Le livre montre comment les deux Corées ont évolué économiquement. Ainsi le taux de croissance fut dans les années 50-60 nettement plus favorable à la Corée du Nord avant de s’essoufler tandis que le démarrage de la Corée du Sud fut plus capricieux. Même si in fine la Corée du Sud s’en est bien sorti elle aurait pu connaître un état de faillite en décembre 1997, elle a été soutenue par le FMI (moyennant des conditions drastiques de réforme), lequel a été intégralement remboursé en août 2001.

Le livre montre l’évolution des deux pays sur la scène internationale mais surtout celle des relations intercoréennes.
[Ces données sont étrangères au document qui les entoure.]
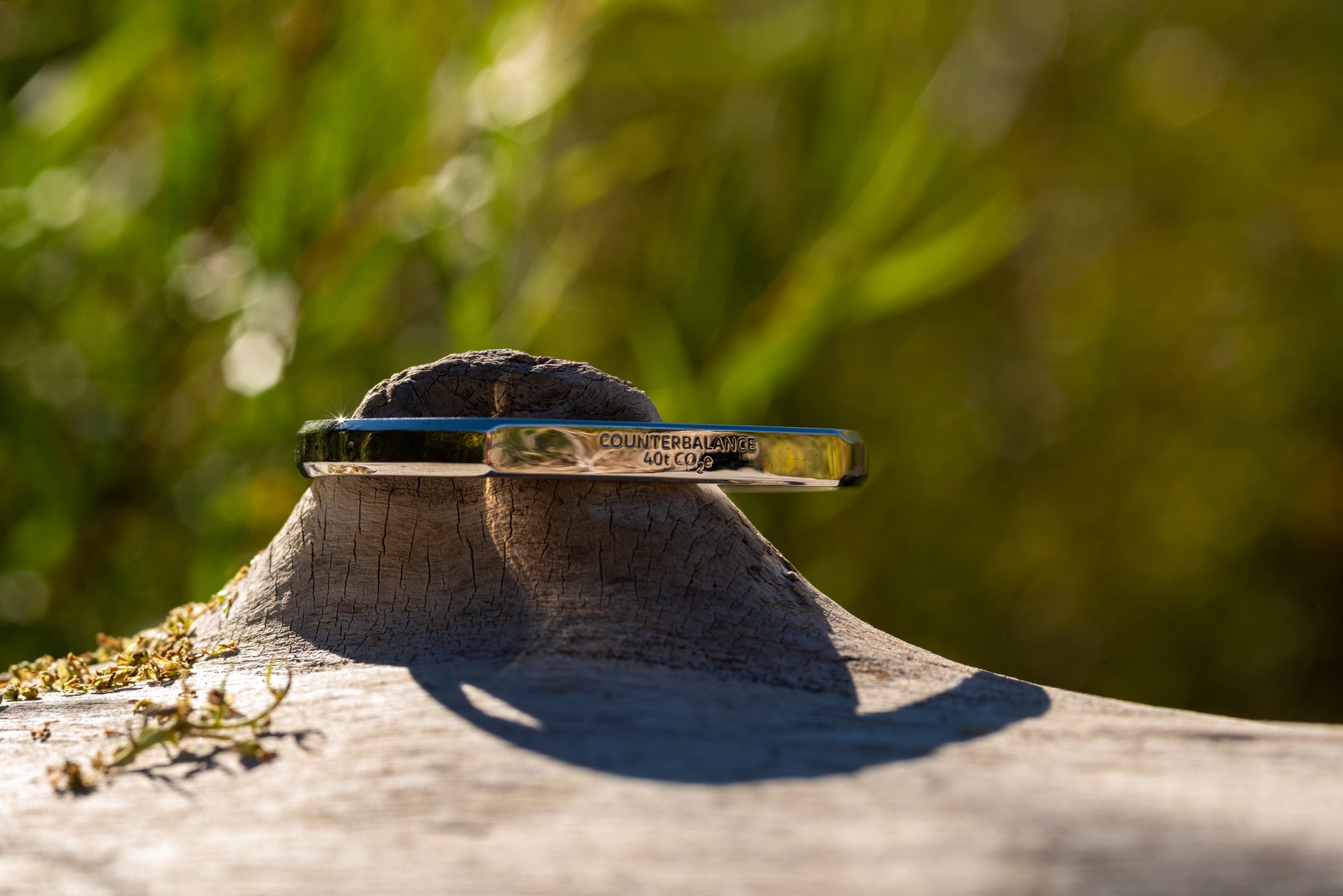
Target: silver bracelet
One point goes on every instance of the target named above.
(739, 457)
Le livre parle aussi de la culture et des conditions de vie des citoyens dans les deux pays (et notamment les grandes famines en Corée du Nord dès 1995 menant à la perte de 6% de sa population en 1999).

Bref un très bon livre pour tout qui veut comprendre l’évolution des relations entre la (les) Corée(s), le Japon et la Chine au travers de différentes époques jusqu’à la période actuelle.

Dans la même collection figure le livre “La Corée du nord en 100 questions”, ouvrage que je recommande également même si les réponses fournies pour chacune des questions sont parfois trop courtes à mon goût.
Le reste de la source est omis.